Full transparency of all operations, the immutability of records, low transaction fees and instant transfers on blockchain systems are not being viewed as boons by the puppeteers of the traditional financial system, but as threats that need to be brought in line and controlled just like fiat to eventually degenerate into an ossified system aimed at profit-generation for the elites. The criticism of decentralization that is often heard from diehard proponents of complete centralization are shallow and banal at best, including such poorly constructed arguments as energy-inefficiency and the risks of hacking.
Most recent data from the Bitcoin Mining Council states that the blockchain network of the decentralized industry takes up less than 0.1% of all global energy consumption – a negligible price to pay for bypassing inefficient, costly, and considerably more energy-intensive traditional financial gateways. The fact is that cryptocurrencies are competing with traditional financial instruments for dominance, and many governments are starting to realize that the fight for the minds and sentiment of users is already lost.
Users are being disillusioned by fiat and are transferring their savings into cryptocurrencies, as evidenced by the massive increase in crypto exchange user numbers over the course of the Covid-19 pandemic, which has shaved the global economy clean of its illusions of globalization. With over 63 million unique crypto wallet users on the market, it is merely a question of time before governments start leveraging the possibilities of issuing their own decentralized instruments.
Such tools would be the alternative surveillance and state control instruments, of course, but the inherent virtues of underlying blockchain technologies and the security of belief in the stability of the state would certainly attract vast audiences of both experienced and new crypto users.
The number of hacks of exchanges has also decreased drastically over the past year, showcasing that the decentralized infrastructure is growing more advanced and civilized, allowing investors to enter the market and pour their liquidity to fuel demand.

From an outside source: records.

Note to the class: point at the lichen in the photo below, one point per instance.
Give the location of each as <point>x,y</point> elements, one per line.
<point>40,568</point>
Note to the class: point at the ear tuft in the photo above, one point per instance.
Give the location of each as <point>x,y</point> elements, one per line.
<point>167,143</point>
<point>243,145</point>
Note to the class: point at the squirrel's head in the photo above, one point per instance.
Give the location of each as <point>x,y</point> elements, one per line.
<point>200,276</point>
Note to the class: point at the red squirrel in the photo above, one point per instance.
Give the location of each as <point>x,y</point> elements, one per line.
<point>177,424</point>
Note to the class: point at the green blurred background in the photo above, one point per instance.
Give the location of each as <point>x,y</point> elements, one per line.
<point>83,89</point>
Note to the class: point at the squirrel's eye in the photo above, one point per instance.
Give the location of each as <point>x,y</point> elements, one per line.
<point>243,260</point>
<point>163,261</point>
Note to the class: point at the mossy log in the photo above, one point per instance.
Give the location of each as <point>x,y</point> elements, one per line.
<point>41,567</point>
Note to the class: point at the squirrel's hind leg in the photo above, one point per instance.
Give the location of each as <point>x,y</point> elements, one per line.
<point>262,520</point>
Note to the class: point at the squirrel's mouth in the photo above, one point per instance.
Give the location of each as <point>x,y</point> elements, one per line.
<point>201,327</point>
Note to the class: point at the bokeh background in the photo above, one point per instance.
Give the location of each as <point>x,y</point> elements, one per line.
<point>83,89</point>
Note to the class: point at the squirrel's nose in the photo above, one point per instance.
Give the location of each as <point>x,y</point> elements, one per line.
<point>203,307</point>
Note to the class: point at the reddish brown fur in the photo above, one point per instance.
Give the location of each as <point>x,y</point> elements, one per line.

Many companies are already adopting cryptocurrencies as not only an accepted means of payment, but also as part of their internal structures, after having realized the efficiency blockchain can bring. Among the leaders of adoption, research and development are such giants as Amazon, Microsoft, IBM, PayPal and Google, all of which are testing and fielding decentralized solutions for businesses.
Retail, however, is the biggest adopter of cryptocurrencies with such names as Burger King, McDonald’s, Overstock, WalMart, and Amazon, along with many others, leading the charge to accepting cryptocurrencies as a means of payment from a tech-savvy, progressive and highly intelligence clientele, which values its privacy and believes in many of the principles of decentralization. Those who adopt are being rewarded with both prominence in the decentralized arena, and cash inflows in the form of crypto assets, which they are free to add to their portfolios and grow or trade based on market volatility – a win-win situation for all involved.
Crypto is not dead, but experiencing a new revival, which is likely to lead to the formation of an alternative digital economy built by the people for the people.